Senin, 30 Januari 2017

Berawal dari hinaan dan rasa minder



Bercerita tentang perjalanan awal seseorang semua pasti memilikinya. Saya yang bersyukur dengan keadaan sekarang tentu tidak serta merta meraihnya dengan mudah. Banyak hal yang jadi pengingat saya melakukan hal ini dari yang dulunya tidak memiliki apa-apa. Saya akan benar-benar mundur ke belakang, masuk ketika masih SD.

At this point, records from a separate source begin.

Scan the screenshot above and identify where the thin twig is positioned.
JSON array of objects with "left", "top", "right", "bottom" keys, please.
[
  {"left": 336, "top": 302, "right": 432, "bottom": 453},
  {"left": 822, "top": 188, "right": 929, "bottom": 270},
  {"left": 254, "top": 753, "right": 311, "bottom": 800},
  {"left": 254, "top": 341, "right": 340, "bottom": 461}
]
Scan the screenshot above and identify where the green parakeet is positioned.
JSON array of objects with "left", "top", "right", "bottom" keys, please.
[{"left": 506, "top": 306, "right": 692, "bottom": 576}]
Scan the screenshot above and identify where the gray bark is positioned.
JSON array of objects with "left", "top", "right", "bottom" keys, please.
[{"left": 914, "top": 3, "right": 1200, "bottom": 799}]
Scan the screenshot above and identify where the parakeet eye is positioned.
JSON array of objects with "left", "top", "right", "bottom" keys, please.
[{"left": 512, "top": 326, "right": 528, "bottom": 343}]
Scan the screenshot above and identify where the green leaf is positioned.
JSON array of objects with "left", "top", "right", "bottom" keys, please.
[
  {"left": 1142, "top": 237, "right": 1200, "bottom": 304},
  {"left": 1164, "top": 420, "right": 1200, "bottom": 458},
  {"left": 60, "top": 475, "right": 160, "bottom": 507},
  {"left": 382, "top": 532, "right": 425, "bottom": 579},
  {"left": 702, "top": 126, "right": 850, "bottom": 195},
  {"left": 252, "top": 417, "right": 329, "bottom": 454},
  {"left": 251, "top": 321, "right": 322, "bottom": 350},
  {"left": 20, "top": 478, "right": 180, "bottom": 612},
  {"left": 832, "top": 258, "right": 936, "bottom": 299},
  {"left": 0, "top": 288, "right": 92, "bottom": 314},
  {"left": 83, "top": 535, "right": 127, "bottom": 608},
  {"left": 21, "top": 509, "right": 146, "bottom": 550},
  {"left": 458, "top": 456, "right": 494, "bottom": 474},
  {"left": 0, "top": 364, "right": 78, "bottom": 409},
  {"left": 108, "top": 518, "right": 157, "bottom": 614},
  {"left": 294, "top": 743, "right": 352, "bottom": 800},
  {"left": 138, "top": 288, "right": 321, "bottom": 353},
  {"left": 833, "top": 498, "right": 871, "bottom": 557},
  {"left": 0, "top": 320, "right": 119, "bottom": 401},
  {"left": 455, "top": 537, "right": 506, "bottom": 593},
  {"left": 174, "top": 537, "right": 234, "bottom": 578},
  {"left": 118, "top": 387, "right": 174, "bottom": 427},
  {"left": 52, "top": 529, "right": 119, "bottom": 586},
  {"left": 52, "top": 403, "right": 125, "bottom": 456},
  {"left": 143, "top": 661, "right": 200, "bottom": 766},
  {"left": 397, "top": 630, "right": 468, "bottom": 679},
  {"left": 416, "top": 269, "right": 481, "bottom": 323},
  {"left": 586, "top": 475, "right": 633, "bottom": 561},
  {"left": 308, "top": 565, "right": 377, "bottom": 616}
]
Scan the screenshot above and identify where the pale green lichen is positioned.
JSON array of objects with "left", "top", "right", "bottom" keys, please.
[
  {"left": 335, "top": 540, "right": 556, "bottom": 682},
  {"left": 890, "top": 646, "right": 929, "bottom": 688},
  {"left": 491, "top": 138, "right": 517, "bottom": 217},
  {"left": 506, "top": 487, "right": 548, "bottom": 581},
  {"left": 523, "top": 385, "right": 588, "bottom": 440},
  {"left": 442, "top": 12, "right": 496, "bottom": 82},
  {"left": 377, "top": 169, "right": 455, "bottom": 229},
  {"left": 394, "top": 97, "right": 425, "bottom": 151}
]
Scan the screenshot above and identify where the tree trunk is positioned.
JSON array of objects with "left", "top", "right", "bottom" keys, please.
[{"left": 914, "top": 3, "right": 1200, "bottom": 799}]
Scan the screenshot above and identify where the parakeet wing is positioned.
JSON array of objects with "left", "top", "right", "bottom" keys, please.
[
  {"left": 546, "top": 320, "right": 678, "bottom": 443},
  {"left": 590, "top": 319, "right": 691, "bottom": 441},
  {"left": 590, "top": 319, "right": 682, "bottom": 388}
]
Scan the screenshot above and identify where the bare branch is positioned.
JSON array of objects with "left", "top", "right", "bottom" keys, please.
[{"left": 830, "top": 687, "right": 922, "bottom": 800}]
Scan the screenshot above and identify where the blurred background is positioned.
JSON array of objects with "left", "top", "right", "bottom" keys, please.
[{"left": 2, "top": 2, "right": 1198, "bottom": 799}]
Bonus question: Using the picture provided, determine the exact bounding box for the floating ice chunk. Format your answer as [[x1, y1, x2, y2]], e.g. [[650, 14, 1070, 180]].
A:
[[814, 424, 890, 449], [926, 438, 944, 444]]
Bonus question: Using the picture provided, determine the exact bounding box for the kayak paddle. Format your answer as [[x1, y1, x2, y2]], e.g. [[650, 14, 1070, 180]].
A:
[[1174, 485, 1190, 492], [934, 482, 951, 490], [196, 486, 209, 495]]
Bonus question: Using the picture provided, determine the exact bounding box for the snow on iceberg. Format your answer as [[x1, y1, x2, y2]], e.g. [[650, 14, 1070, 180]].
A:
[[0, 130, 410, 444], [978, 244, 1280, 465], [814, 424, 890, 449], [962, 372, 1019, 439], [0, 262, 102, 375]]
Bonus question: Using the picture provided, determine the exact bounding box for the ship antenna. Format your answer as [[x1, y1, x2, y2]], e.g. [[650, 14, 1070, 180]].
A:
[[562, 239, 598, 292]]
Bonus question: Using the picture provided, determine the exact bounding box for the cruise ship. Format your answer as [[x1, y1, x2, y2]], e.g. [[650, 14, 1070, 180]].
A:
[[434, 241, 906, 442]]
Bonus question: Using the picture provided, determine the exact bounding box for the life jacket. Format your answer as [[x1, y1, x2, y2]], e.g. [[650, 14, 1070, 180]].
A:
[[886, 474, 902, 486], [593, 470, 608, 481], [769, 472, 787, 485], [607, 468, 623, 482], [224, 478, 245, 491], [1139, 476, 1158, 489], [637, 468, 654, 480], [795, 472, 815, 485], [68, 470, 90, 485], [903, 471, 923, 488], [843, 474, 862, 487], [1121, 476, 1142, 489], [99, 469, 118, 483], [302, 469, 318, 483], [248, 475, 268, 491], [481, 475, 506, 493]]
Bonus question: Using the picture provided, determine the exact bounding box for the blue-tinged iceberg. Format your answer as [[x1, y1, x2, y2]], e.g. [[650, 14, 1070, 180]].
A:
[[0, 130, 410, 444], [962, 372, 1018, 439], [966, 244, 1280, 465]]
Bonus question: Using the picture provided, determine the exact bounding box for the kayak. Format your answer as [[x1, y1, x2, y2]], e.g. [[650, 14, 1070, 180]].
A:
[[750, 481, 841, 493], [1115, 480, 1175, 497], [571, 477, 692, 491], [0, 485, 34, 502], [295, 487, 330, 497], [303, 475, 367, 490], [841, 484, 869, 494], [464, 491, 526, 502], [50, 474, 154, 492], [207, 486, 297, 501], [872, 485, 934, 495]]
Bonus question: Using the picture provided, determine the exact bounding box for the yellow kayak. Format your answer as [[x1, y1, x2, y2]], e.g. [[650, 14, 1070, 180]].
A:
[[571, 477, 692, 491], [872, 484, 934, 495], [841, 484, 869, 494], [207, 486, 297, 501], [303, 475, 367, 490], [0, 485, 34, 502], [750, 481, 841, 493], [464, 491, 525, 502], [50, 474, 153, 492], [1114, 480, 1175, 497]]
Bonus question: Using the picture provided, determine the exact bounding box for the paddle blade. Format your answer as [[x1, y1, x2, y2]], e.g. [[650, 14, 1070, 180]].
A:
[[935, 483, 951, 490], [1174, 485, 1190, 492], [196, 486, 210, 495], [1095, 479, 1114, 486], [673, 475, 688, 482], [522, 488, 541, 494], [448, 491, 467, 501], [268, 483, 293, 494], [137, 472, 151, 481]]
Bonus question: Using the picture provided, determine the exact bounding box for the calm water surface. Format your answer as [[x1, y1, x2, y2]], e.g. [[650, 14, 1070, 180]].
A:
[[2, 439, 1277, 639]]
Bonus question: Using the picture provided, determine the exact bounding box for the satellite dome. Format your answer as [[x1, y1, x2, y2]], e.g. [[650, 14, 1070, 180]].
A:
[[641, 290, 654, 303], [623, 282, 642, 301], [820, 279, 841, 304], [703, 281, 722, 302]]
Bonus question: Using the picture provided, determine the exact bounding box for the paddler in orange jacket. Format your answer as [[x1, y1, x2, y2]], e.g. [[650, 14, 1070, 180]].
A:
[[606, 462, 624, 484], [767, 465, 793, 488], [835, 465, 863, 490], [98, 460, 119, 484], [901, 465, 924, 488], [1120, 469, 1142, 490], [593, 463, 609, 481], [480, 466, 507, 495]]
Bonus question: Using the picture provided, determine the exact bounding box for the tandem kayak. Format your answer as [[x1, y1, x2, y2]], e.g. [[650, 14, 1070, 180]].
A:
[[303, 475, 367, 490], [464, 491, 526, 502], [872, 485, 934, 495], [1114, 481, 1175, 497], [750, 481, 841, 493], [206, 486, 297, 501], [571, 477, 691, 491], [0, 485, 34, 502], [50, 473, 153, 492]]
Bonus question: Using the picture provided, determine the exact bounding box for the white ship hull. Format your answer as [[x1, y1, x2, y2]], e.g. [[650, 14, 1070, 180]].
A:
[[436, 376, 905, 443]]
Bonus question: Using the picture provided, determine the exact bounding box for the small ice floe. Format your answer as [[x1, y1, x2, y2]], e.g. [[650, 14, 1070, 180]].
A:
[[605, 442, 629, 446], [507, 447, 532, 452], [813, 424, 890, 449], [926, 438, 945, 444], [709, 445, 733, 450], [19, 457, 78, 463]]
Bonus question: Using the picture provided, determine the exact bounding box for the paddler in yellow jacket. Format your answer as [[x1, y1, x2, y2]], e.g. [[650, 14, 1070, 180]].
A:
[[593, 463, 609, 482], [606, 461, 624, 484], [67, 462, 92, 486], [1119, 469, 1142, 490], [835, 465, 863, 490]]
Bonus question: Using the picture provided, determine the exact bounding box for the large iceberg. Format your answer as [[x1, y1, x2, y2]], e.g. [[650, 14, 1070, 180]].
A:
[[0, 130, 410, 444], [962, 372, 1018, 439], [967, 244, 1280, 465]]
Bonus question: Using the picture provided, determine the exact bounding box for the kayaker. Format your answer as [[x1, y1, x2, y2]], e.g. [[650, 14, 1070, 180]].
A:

Memiliki masa kecil yang riang seperti anak pada umumnya. Namun secara kompetisi saya seorang yang masih dibawah rata-rata. Sebagai seseorang yang memiliki starter lambat tapi bertahan, SD bukan sesuatu rekor yang cukup baik dalam catatan sejarah saya.

Cerita pertama teringat ketika masih kelas tiga SD. Mengerjakan soal matematika ketika pertama kali masuk pada semester awal. Logika saya jelas sekali belum bermain. Dari lima soal yang diberikan hanya dua soal yang mampu saya jawab benar, itupun contoh dari yang dituliskan guru. Soalnya hanyalah membuat angka dari tulisan yang ada.

Misalnya, tiga ribu lima. Seharusnya ditulis 3005, namun yang saya tulis benar-benar dengan pemikiran yang polos. Tiga ribu dulu secara penuh, baru angka lima, jadinya seperti ini, 30005. Begitu juga dengan dua soal lain yang salah.

Yap, saya hanya anak yang suka bermain. Dulu yang hanya menjadi bullyan teman-teman dan selalu dianggap anak bawang. Tentu dengan umur yang masih terlalu kecil untuk anak SD, yaitu masuk dengan umur empat tahun sepuluh bulan.

Masih di kelas tiga SD, entah apa sebabnya saya pun pernah dibully dan di palakin jajanan oleh teman sekelas sendiri. Saya yang di ancam dan merasa takut akhirnya menuruti. Selama tiga bulan kurang lebih setiap pagi jajan saya diminta olehnya. Badannya besar dan lebih tinggi daripada saya. Mau bilang apa coba.

Namun setelah ada teman yang mendukung dan menyemangati saya untuk lebih berani, hal itu saya hentikan. Meskipun agak takut tapi saya melawan untuk tidak memberikan jatah jajan kepadanya lagi. Lucunya ketika saya pindah sekolah, dirinyalah yang duluan ke rumah dan minta photo saya untuk dijadikan kenang-kenangan.

Masih dalam lingkungan SD saya ketika di Curup. Kelas lima SD, tulisan yang dijuluki oleh guru sebagai cacing kepanasan dihadapkan kesemua teman sekelas. Tentu hal ini membuat saya saat itu menjadi lebih down lagi. Tidak banyak yang saya lakukan, semua perjalanan SD hanya mengikuti alur saja.

Lucu memang jika mengingat itu semua, tapi inilah titik awal yang sederhana.